(where you can thrill to the adventures of a detection science lead)
I've...seen things...you people wouldn't believe. Attack ships on fire off the shoulder of Orion; I watched c-beams glitter in the dark near the Tannhäuser Gate...
Tuesday, January 03, 2017
Spacefolding Redux: Increasing Hunting Velocity and Mean-Time-To-Know (MTTK)
In our last post, we took a look at traditional security incident response vs. the possibility to dramatically increase security velocity (which I affectionately nicknamed “spacefolding”).
We viewed this through the lens of a conventional response timeline that can take hours and days — versus seeing into exactly what occurred and decreasing the Mean Time-To-Know (MTTK) for a security incident -- because all of the relevant information is visible and available to you.
In this post, we’ll take this premise into a real-world example that may be familiar to many organizations running instances on AWS.Consider a routine scanning abuse complaint as an example investigation. When an EC2 instance is observed to be scanning another server, AWS security will issue an abuse report to the instance owner — a sort of admonishment that your instance has been naughty and its behavior must be dealt with.
These reports are typically very terse and may include few details other than the destination port count was exactly one thousand...One thousand ports is exactly the number targeted by a default nmap (the network mapper) scan, and we can surmise that an unauthorized nmap scan is the likely explanation. How do we ascertain this? We need to ask and answer several questions:
What? Was the cause of the activity indeed a scanner like nmap or was it a misbehaving application? The former is a case for security; the latter a case for the application owner.
Who? If it was a scanner, which user ran the scan? Who did it?
Why? Why did a user run a scanner? Was it really them or did someone else login as them using their password?
Answering these questions, in most organizations, takes lots of time and effort.
First, we have to locate the offending EC2 instance and identify whose EC2 account it is running in.
Next, we have to identify the instance and / or application owner and ask them if they can explain this behavior. If the answer is No, as it probably is, we have to obtain keys to the instance in order to login and investigate ourselves. By this time, the running state we could use to solve this mystery has expired and is no longer present for us to observe — the scanner has stopped, its network connections have expired, and the user who did it is no longer logged in.

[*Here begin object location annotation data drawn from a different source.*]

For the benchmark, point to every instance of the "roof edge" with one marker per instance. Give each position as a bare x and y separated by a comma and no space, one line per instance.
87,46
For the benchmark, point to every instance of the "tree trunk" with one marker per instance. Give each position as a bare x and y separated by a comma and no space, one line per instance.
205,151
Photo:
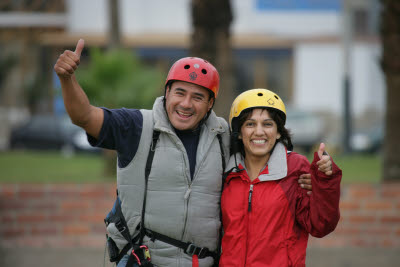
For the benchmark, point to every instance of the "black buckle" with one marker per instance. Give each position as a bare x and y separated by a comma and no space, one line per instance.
194,250
120,226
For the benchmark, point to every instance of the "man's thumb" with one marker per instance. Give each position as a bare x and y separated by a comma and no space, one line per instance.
79,47
321,150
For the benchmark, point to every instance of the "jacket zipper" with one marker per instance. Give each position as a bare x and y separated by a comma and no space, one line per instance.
248,221
250,195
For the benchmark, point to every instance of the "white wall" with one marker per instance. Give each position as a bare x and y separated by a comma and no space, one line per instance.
285,24
319,78
165,16
136,16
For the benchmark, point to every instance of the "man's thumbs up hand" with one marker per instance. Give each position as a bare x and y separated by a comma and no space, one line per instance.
325,163
79,47
68,61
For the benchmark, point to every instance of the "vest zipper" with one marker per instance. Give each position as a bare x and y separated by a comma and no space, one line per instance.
188,191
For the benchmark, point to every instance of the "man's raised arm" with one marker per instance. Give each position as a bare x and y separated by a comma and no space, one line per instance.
77,104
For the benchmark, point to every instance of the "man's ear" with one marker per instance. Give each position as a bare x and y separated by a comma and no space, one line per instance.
210,103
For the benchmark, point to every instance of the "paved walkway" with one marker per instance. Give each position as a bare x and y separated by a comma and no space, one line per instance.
344,257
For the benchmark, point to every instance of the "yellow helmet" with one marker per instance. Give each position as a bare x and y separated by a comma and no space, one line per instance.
256,98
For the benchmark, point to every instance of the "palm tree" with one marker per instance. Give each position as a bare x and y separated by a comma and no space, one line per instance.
390,33
211,40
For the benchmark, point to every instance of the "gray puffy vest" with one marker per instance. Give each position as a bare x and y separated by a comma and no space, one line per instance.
176,205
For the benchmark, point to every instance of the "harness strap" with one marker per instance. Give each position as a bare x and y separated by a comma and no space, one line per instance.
189,248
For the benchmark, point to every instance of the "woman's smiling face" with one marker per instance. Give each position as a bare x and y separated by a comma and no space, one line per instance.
259,134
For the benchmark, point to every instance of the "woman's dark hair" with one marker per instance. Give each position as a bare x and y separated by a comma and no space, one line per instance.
237,144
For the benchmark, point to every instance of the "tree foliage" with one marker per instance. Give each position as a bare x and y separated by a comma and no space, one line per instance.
117,78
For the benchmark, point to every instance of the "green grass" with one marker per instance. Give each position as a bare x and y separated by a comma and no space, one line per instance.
52,167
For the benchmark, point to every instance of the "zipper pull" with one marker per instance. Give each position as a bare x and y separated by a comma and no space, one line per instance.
187,193
250,194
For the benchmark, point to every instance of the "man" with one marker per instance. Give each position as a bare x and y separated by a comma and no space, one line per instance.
172,207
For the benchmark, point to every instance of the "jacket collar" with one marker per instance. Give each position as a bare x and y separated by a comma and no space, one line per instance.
277,164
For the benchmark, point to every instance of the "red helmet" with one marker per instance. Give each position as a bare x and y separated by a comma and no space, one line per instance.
197,71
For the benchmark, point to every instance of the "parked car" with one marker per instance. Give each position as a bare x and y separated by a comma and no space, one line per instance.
46,132
307,129
367,140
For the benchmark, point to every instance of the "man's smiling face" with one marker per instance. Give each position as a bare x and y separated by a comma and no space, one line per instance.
187,104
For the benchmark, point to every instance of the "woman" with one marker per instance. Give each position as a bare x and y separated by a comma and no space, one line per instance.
266,216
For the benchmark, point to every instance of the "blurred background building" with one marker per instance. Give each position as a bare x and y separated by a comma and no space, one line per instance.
295,48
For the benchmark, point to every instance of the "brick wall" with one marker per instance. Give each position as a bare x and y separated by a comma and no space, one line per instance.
66,215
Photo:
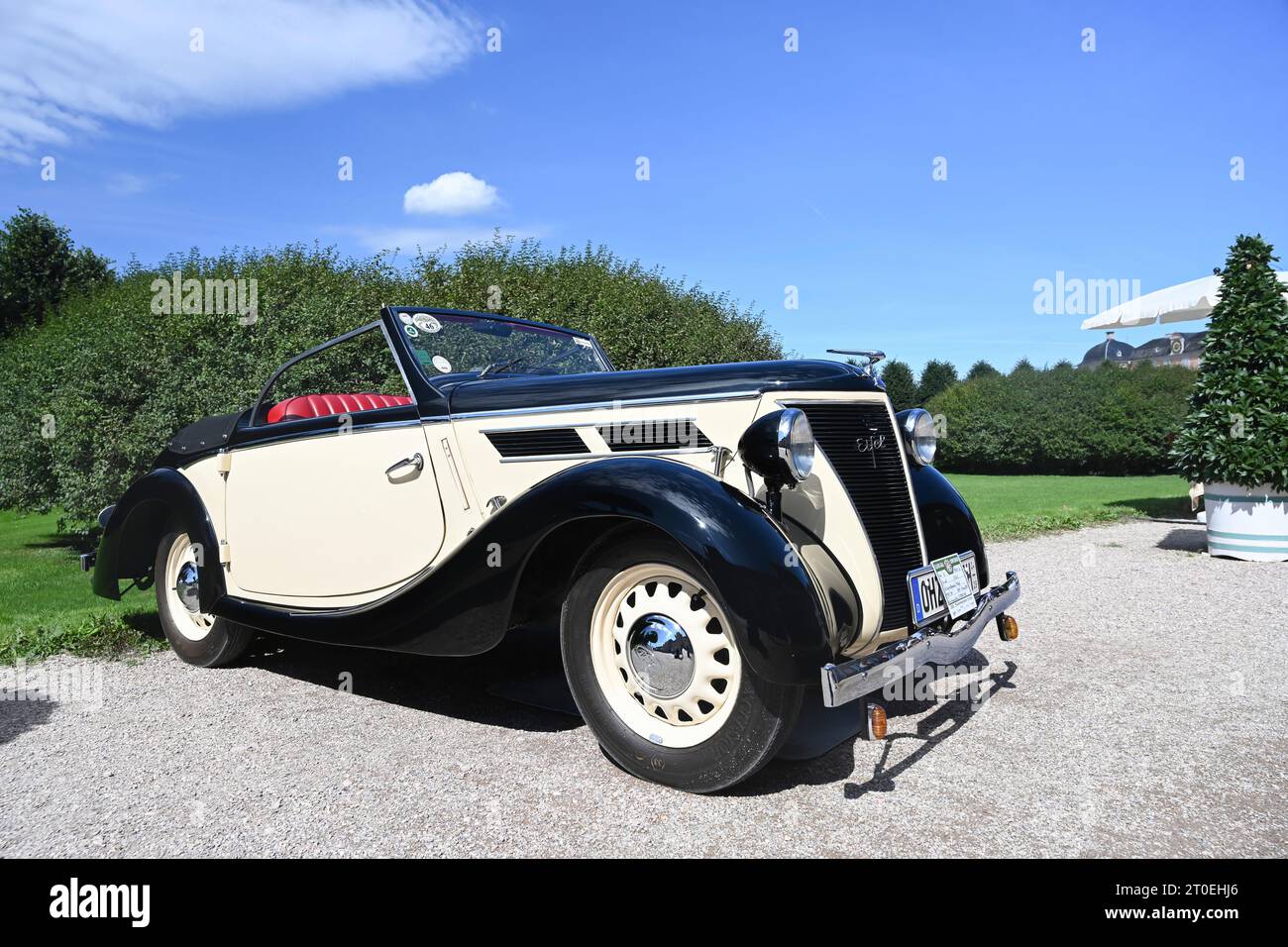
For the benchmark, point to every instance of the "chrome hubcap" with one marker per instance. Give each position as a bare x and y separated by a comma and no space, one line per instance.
661,656
664,655
185,587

We set about examining system logs and find nothing of significance because ephemeral events like process execution and network activity do not typically leave traces in system logs because this level of detail would grow the logs until they swamped the file system.
If we’re lucky, there may be some shell command history that we can use to identify which user ran the nmap scanner and scanned the complainant server. If we’re unlucky, we may have to examine authentication logs for the entire day, or more, and question each user one by one until we eventually learn that a user did indeed run the nmap scanner while troubleshooting network connectivity to a remote instance. The user, a support technician, forgot to specify a port parameter and accidentally ran a default nmap scan which covers a thousand common ports, which was flagged by the EC2 security team.
Figure 1. Syscall events reveal that the network activity came from the nmap scanner.
Figure 2. Syscall events identify the original command run by the user who invoked the nmap scanner.
Figure 3. Unified authentication events identify where and when the user logged in.
There IS a Better Way
How does using Threat Stack in a routine case like this improve our Mean-Time-To-Know?
With Threat Stack, our team can easily replay system calls at the time of the scan and answer our first two questions above — What? and Who? — using the resulting data. This would allow us to fast forward to step three — Why? — and simply ask the user why she ran this command.
The time savings in even this routine case are significant — minutes instead of hours. This is a velocity increase of a factor of sixty! In more complex cases, I project, the velocity increase may range as high as 200 times. Increased velocity provides blue teams with a tactical advantage; and as blue teams will tell you, they will gladly exploit any tactical advantage they can, because too often the attackers have the advantage. The ability to detect and respond closer to the speed of threats will provide a massive increase in productivity for overloaded security incident response teams.
For more advanced threat hunting teams, a velocity increase provides the ability to disrupt threats, before significant damage is done, instead of simply detecting and responding to losses that have already occurred in the past. This would be the secondary, and probably much larger, benefit of increased velocity.
A Final Word . . .
Spacefolding, for our purposes in this case, refers to a platform like Threat Stack, and the benefit is reducing MTTK. While we are still constrained by the laws of physics and spacetime, we can still significantly impact our response velocity, and potentially disrupt attackers using a purpose-built platform.